Юлий писал довольно пространно, о всякой всячине, о начавшихся на студии съемках, о том, какой дрянной получается фильм. Мне же самыми интересными показались последние фразы, написанные им небрежно и, видимо, совсем не задумываясь:
"Можете смеяться, сколько хотите, обижаться не буду, но я жалею, что тогда уехал. Помню, было душно, дышалось тяжело, казалось, все, и мы в том числе, заросло мхом, но вот парадокс: меня тянет в это нечищенное паршивое кошачье захолустье. Тот месяц вспоминается, как удачный, почти счастливый. Я с удовольствием работал, а здесь не могу преодолеть отвращения к пишущей машинке. Так что, возможно, скоро увидимся".
В письме Наталии, чуть не дословно, повторялась та же мысль:
"Милый, это ужасно, но я скучаю все больше, и по тебе, и по нашему тихому кошачьему городу. От него у меня до сих пор ощущение тяжести и загадки -- будто мне предлагалось понять что-то важное, а я не смогла и сбежала. Кажется, я готова все бросить и ехать к тебе, пробиваться через этот злополучный карантин".
Странно было читать эти письма из далекого несуществующего мира. Я пытался представить, как ходила бы здесь Наталия, по пустынным и пыльным, не тревожимым ни людьми, ни колесами, улицам, как она проходила бы мимо закрытых, затаившихся окон, как оглядывали бы ее редкие прохожие с тайным вопросом, не несет ли она уже в себе смерть -- и у меня ничего не получалось. Она мне вспоминалась воплощением легкости, и я не мог вообразить ее в скорлупе из отчужденности, настороженности и суеверного страха, которую в день объявления карантина, как обязательную форму одежды, одели все в городе, и я вместе со всеми.
Потеряв постепенно счет дням и неделям, я иногда вычислял, а иногда у кого-нибудь спрашивал, какое сегодня число.

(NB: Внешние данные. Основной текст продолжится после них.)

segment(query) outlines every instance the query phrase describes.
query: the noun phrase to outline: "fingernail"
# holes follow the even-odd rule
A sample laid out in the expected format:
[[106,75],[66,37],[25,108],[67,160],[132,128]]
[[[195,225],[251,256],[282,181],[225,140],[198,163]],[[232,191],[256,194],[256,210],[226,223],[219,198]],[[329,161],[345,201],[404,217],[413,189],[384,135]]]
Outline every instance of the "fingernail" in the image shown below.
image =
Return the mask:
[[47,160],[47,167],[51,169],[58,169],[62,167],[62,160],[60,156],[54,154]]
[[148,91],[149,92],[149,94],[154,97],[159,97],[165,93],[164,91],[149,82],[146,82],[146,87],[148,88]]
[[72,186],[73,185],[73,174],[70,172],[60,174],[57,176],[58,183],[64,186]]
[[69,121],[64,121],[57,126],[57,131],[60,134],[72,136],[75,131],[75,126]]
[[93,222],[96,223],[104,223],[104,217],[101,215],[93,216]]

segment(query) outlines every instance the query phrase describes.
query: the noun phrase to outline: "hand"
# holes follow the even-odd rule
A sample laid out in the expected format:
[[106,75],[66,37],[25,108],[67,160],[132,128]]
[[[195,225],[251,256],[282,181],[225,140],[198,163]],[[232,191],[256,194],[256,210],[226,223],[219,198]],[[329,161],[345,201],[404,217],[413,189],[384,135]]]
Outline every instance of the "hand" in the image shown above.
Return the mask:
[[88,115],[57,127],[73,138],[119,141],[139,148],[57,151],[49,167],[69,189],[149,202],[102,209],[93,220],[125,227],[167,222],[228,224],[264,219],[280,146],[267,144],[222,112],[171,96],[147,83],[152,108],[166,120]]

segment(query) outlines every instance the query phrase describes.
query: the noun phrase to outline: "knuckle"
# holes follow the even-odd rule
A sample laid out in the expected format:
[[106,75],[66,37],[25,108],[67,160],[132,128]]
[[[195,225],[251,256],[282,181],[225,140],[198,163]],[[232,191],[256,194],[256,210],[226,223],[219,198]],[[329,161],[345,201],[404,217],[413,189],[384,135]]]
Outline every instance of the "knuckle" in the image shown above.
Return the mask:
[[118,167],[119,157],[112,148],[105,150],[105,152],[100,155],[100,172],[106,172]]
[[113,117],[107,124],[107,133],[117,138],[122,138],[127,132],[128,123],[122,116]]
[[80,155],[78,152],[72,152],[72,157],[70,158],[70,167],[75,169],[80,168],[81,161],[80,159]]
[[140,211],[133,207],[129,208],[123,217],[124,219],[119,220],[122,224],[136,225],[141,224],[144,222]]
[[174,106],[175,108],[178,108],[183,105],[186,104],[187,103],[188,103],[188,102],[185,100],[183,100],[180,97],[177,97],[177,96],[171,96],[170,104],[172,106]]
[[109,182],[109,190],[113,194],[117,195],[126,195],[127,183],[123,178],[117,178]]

Положение в городе стабилизировалось, но напряженно и непонятно, словно враждующие скрытые силы, управляющие течением жизни, заключили временное мирное соглашение. Новых заболеваний не отмечалось. В больнице у всех жителей, по кварталам и улицам, брали кровь на анализ -- ни у кого вирус не обнаруживался. Его не находили ни в крови домашних животных, ни у мышей и сусликов, ни в пробах воды и грунта. Вирус шестьсот шестнадцать дробь два отступился от города.
Подобно старшему жрецу, следящему за порядком в храме, дважды в день приезжал проверять, насколько исправно солдаты играют в домино, лейтенант, их начальник -- его желто-коричневый газик, снующий теперь по городу, как бы возместил исчезновение такого же газика Крестовского. Вскоре, однако, выяснилось, что лейтенант представлял лишь среднее звено служителей культа карантина и домино, и мы увидели главного жреца.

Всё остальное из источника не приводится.